My first job after hs was repairing tubs off production line and QC. These are fiberglass tubs that I'm speaking of. But you start with a mold, put a ton of wax on it. Spray it with gel coat, spray it with fiberglass and resin, then let it dry. Pop it off the mold send it to repair. Acrylic tubs are made by taking a sheet of acrylic, I think they heat it then there is a "vacuum" that sucks it onto the mold. Then spray the back side with fiberglass and resin for strength. 

But to do repairs they would send us jugs of the gel coat (very important that it came out of the same batch). You would thin and clean with acetone. Use catalyst and if needed cobalt to make it dry. 

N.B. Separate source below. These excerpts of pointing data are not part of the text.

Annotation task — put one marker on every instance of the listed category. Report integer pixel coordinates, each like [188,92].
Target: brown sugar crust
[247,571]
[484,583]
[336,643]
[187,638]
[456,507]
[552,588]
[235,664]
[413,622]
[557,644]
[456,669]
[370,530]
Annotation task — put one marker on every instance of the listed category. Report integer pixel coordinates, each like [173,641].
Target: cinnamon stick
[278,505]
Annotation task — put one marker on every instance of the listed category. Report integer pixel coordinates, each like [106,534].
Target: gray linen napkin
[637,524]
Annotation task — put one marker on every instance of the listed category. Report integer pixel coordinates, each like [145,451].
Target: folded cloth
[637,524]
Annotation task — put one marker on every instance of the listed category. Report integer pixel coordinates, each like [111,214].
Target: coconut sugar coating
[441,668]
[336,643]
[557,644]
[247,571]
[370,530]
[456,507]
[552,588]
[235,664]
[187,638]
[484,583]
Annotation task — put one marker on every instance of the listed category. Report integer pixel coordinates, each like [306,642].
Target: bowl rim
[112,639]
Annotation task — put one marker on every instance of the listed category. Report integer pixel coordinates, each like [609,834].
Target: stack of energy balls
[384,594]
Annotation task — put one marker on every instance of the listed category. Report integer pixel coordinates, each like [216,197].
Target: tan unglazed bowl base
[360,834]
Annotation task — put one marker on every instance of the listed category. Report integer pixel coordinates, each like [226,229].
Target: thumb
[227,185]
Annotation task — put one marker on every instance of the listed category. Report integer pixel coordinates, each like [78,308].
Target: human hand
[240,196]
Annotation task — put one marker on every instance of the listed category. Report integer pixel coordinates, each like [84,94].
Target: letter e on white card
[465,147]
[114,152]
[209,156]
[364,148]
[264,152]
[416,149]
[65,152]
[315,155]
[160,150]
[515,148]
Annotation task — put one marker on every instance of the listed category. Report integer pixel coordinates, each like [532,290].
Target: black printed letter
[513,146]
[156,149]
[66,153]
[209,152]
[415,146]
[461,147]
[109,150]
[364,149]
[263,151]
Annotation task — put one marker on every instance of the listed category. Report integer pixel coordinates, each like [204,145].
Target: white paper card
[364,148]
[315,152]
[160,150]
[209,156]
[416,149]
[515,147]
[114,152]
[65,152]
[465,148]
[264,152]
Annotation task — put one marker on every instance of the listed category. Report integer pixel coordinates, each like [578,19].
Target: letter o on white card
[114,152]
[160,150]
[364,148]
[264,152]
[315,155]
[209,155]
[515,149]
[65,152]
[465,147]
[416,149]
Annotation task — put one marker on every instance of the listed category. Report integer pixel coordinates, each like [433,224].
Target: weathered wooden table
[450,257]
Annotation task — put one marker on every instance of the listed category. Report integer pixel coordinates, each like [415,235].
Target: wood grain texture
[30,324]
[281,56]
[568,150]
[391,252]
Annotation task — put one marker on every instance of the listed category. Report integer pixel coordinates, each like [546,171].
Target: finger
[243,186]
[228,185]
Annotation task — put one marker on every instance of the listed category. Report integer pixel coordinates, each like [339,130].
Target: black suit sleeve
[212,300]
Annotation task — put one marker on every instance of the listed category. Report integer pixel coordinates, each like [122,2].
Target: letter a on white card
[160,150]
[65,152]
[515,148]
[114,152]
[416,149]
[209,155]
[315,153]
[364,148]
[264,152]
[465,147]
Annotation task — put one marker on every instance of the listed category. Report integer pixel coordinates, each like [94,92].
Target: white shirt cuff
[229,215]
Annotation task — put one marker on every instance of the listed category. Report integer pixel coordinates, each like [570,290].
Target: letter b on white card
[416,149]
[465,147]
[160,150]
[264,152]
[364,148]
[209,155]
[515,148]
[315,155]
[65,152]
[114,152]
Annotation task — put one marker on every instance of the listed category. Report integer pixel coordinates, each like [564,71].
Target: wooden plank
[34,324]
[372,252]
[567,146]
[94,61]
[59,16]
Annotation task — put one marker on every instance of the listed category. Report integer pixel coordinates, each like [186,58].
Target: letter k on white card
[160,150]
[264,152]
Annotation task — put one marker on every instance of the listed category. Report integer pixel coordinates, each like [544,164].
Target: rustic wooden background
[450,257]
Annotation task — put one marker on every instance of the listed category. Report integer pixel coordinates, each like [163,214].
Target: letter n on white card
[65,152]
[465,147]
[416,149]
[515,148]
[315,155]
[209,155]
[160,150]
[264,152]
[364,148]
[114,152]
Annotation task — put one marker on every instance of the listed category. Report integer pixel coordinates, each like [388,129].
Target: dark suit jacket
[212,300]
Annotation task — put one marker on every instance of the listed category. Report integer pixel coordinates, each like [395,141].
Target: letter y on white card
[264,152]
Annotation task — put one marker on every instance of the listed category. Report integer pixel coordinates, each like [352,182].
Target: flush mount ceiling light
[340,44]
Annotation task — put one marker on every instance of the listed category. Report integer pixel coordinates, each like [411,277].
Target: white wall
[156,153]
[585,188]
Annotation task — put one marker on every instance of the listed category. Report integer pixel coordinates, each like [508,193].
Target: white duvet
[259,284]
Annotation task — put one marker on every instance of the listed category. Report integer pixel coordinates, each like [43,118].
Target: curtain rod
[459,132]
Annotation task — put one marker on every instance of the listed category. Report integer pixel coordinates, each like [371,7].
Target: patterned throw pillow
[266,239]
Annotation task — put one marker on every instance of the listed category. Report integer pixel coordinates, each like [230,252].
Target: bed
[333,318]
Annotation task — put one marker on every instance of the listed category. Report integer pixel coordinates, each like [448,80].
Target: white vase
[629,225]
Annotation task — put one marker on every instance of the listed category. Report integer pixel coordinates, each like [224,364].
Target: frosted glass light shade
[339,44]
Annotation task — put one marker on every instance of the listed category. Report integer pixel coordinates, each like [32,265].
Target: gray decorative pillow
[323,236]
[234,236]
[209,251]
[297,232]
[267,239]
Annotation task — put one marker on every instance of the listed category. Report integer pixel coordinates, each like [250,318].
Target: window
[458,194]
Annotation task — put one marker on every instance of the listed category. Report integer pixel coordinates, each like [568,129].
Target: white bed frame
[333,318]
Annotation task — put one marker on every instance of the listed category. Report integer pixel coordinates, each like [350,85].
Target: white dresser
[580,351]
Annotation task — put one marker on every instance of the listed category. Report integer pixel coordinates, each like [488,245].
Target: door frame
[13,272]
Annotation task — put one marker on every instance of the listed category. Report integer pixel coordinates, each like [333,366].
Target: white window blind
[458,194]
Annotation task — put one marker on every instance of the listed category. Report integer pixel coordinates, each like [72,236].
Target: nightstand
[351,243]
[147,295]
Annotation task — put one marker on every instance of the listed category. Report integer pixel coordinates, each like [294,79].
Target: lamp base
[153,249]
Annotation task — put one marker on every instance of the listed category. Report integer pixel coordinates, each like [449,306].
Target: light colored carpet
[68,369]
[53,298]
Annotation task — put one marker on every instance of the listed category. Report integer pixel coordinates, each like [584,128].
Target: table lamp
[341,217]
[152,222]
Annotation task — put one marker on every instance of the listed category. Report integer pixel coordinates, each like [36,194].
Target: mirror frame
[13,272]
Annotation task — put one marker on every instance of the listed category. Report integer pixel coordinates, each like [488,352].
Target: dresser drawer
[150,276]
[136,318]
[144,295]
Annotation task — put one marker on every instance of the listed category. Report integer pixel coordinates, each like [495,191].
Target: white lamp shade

But they would just tint the gel coat like you do paint, I don't know the actual tint chemical used because I didn't work in mixing. But there the cliff notes version for you.


----------



## WAGGZ (Apr 2, 2009)

The factory is 1.5 miles form home. Still have contacts there so if i need the stuff I got the hook up.


----------



## Wallnut (May 4, 2010)

I've done this once and couldn't find my car after. enjoy!


----------



## jm1841 (Apr 7, 2009)

Seth22 said:


> Does anyone have experience with using the XIM Spray can? How would you compare it to the 2-part.
> 
> I see Primer Guy says the spray is glossier and the 2-part is durable (more durable?). I was looking for anyone else's reviews or thoughts, or maybe comments from Primer Guy.



Primer Guy's comments were spot one with my experiences. Usually I sell the aerosol to someone trying to do touch up on a tub that had a nick or something taken out of it. (on a side note, I don't see how a lil paint can make a missing chunk of porcelain blend it, but that's another thread all together). The 2-part is great if you have a cup gun like an hvlp to run it through (clean up your gun fast after application though!), good luck with it if you have to brush it. XIM says brushing is okay, but I doubt you could ever get quality results.


----------



## johnpaint (Sep 20, 2008)

timhag said:


> Had one dude caulking a window from inside a bath tub


Midget bath tub?


----------